The Creative Quest

15 July 2011

The Creative Quest

When I was a boy, I was obsessed with two movies; The Dark Crystal and The Neverending Story.

This was the mid 1980’s, well before home VHS was readily available to me and DVD was unheard of. So after seeing them once in the cinema, I would read and re-read the picture book and novel versions I had, draw endless pictures of scenes I remembered, and refer to them as often as I could in my nightly school writing homework, reliving the adventure. I even wrote a short novella inspired by their rich symbolism, amazing sets and visual effects.

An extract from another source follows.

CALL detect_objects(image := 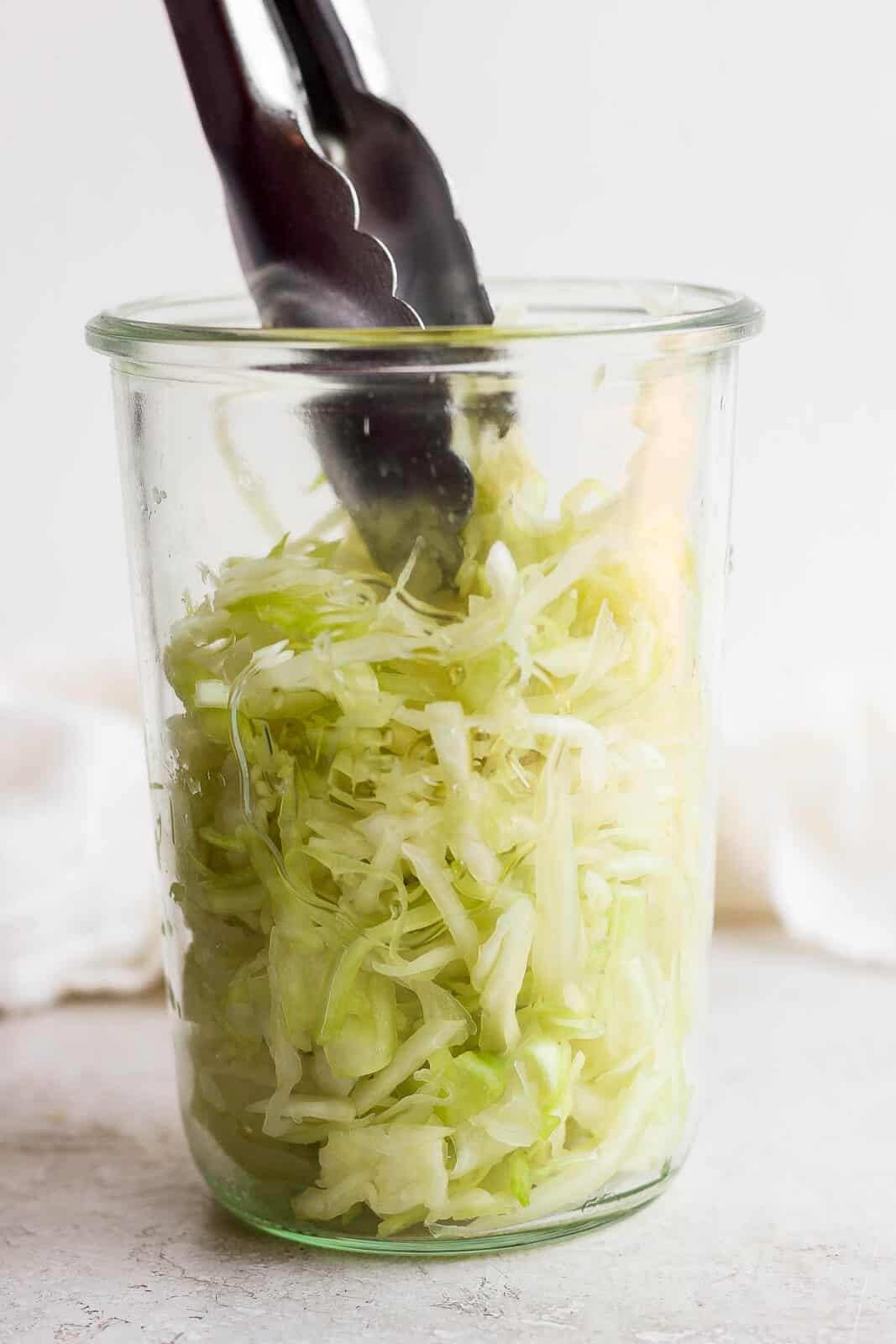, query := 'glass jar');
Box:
[87,282,762,1254]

Both films are pretty dark. The both feature a bunch of genuinely terrifying and trippy moments that are rare in kid’s movies today. I still rate the death scenes of Artax (the hero Atreyu’s horse) and the planetary obliteration caused by The Nothing, not to mention the Garthim attack sequences, the ‘life essence’ draining scenes and the Roast Nebri in The Dark Crystal, as all seriously traumatic!

Watching them again today on DVD, I’m amazed at how well they’ve held up over time, and how I still get that same thrill of adventure from watching them now as I did back then. It’s not hard to see why the fantastic tales they wove of young boys embarking on great quests to defeat powerful enemies against incredible odds resonated so strongly.

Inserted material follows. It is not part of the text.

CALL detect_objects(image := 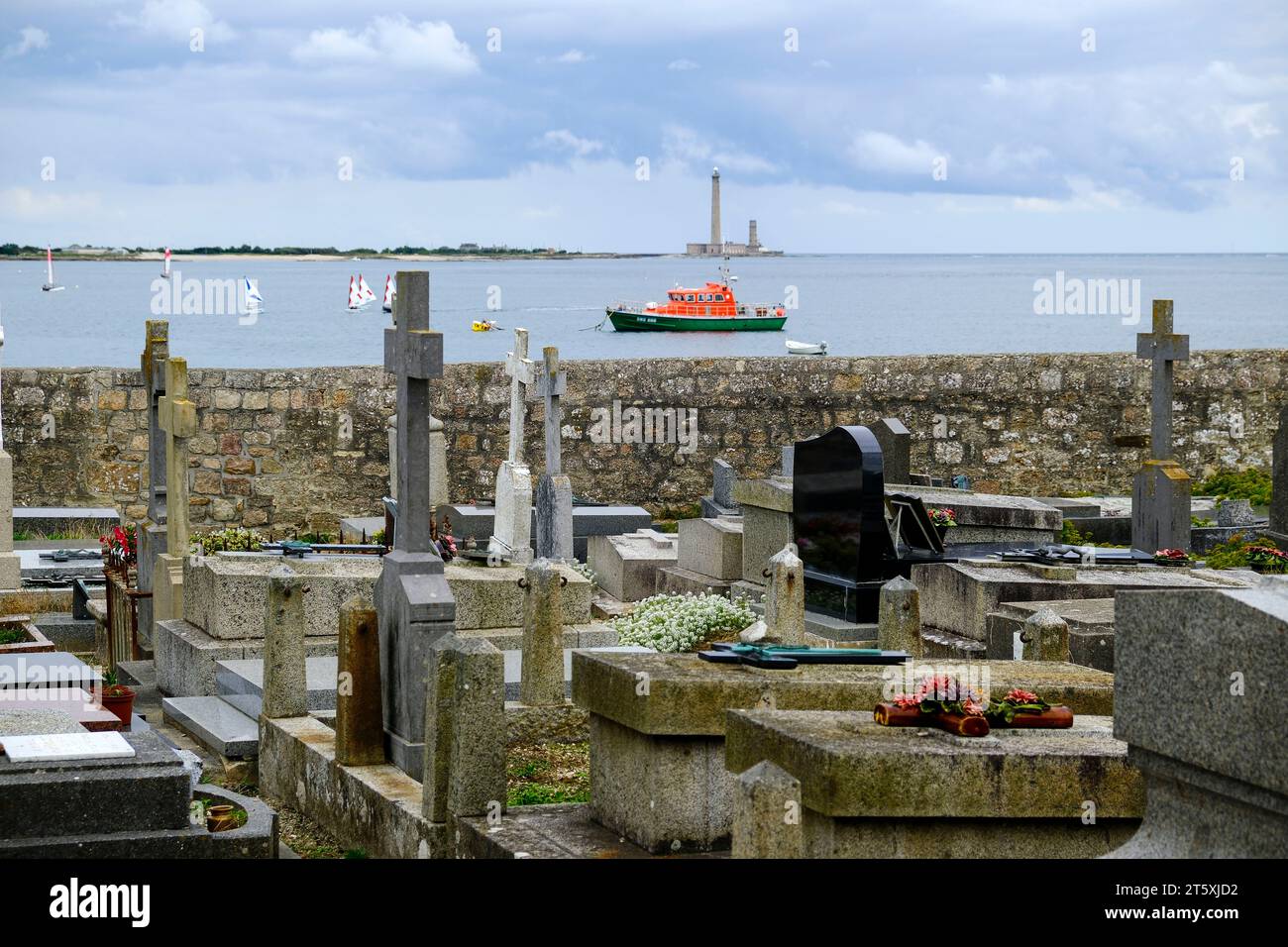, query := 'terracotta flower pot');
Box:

As kids, we are fearless creative copycats, wearing our inspirations on their sleeve without a second thought, learning from what works and adding our own version of the Hero With a Thousand Faces.

The same principle applies to cartoons. While certainly not epic in scale, the above cartoon idea is actually about 20 years old. It originally came out of a period of creativity in my teenage years where I decided to just sit down every night, free associate and draw whatever cartoon came to mind, no matter how crazy it was. I took my inspiration from the strange cartoons of Matthew Martin that featured in The Melbourne Age weekend magazine at the time.

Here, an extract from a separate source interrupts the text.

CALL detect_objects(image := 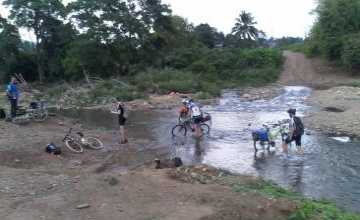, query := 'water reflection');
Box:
[55,87,360,212]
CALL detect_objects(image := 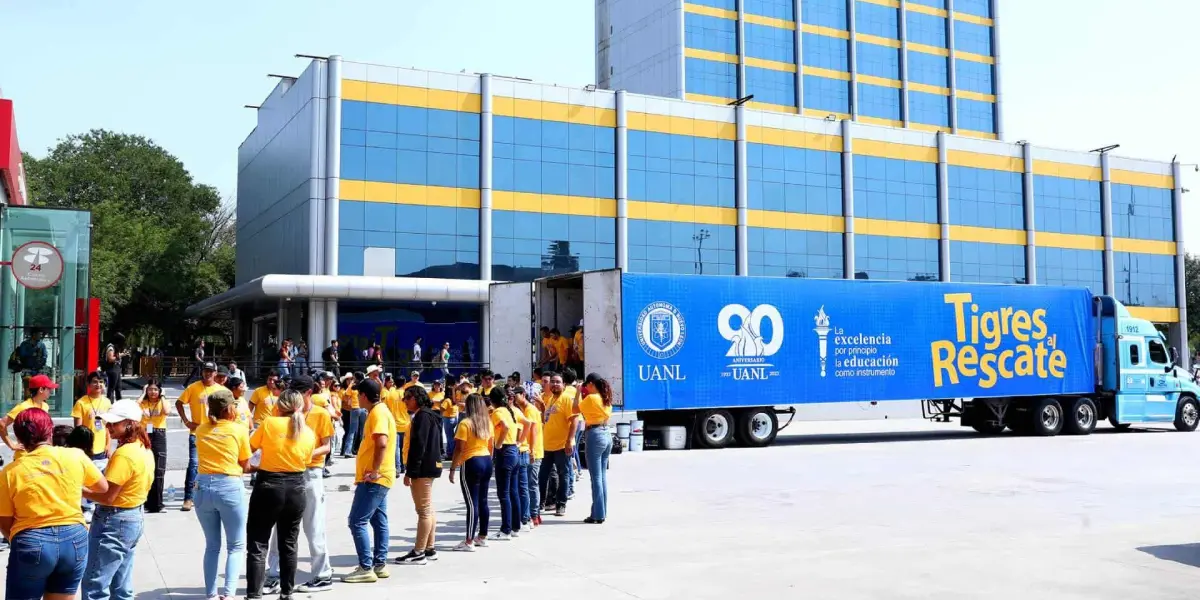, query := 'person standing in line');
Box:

A wealth of weird and wonderful cartoons came out of that zone, and took me in a creative direction, the thread of which I still see in my cartoons today.

And yet, it’s a creative zone that I find harder to access these days. More often than not I get bogged down in trying to be creative instead of just being creative. I need to take my own advice and just dive in. Break a few more rules. Experiment. Make mistakes. Fail. Learn. Progress.

Who knows where that adventure will lead?